Reynold Xin | |
Alma Mater: | UC Berkeley (Ph.D.) University of Toronto (BA.Sc.) |
Doctoral Advisor: | Michael J. Franklin |
Known For: | Apache Spark, Databricks |
Field: | Computer Science |
Reynold Xin is a computer scientist and engineer specializing in big data, distributed systems, and cloud computing. He is a co-founder and Chief Architect of Databricks.[1] He is best known for his work on Apache Spark, a leading open-source Big Data project.[2] He was designer and lead developer of the GraphX, Project Tungsten, and Structured Streaming components and he co-designed DataFrames, all of which are part of the core Apache Spark distribution; he also served as the release manager for Spark's 2.0 release.[3]
Xin started his work on the Spark open source project while he was a doctoral candidate at the AMPLab at the University of California, Berkeley. He received his Ph.D. in computer science from Berkeley, where his advisors were Michael J. Franklin and Ion Stoica.[4]
The first research project, Shark,[5] created a system that was able to efficiently execute SQL and advanced analytics workloads at scale. Shark won Best Demo Award at SIGMOD 2012.[6] Shark was one of the first open source interactive SQL on Hadoop systems, with claims that it was between 10 and 100 times faster than Apache Hive. Shark was used by technology companies such as Yahoo,[7] although it was replaced by a newer system called Spark SQL in 2014.[8]

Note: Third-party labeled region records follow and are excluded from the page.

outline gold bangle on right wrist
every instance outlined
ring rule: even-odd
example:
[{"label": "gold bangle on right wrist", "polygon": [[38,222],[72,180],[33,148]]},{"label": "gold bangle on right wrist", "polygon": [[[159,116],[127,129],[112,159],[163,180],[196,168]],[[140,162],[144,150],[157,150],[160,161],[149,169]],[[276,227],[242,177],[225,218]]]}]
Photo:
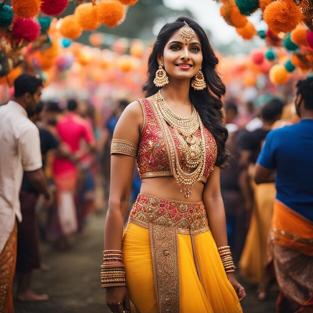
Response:
[{"label": "gold bangle on right wrist", "polygon": [[104,250],[101,266],[101,287],[126,286],[125,270],[122,264],[123,252],[120,250]]}]

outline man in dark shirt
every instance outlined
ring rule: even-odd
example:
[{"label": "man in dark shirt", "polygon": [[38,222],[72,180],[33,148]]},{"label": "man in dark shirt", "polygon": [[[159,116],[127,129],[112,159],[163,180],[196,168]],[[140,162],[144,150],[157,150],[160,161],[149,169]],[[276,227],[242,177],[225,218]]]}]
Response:
[{"label": "man in dark shirt", "polygon": [[[40,102],[30,119],[33,122],[40,119],[43,104]],[[70,150],[44,128],[39,128],[42,167],[46,166],[46,156],[51,150],[56,150],[64,158],[68,157]],[[39,241],[36,226],[35,208],[40,192],[24,173],[20,194],[22,220],[18,224],[18,274],[16,298],[21,301],[47,300],[46,294],[38,294],[30,288],[32,272],[40,267]]]}]

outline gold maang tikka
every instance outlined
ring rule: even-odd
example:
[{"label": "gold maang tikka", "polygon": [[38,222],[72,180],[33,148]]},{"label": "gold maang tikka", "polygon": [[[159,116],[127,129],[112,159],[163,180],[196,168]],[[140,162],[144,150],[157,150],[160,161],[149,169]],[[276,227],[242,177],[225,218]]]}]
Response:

The second research project, GraphX,[9] created a graph processing system on top of Spark, a general data-parallel system. GraphX at the same challenged the notion that specialized systems are necessary for graph computation. GraphX was released as an open source project and merged into Spark in 2014, as the graph processing library on Spark.
In 2013, along with Matei Zaharia and other key Spark contributors, Xin co-founded Databricks, a venture-backed company based in San Francisco that offers data platform as a service, based on Spark.
In 2014, Xin led a team of engineers from Databricks to compete in the Sort Benchmark and won the 2014 world record in Daytona GraySort using Spark, beating the previous record held by Apache Hadoop by 30 times.[10] Xin claimed that Spark was the fastest open source engine for sorting a petabyte of data.[11]
While at Databricks, he also started the DataFrames project,[12] Project Tungsten,[13] and Structured Streaming.[14] DataFrames has become the foundational API while Tungsten has become the new execution engine.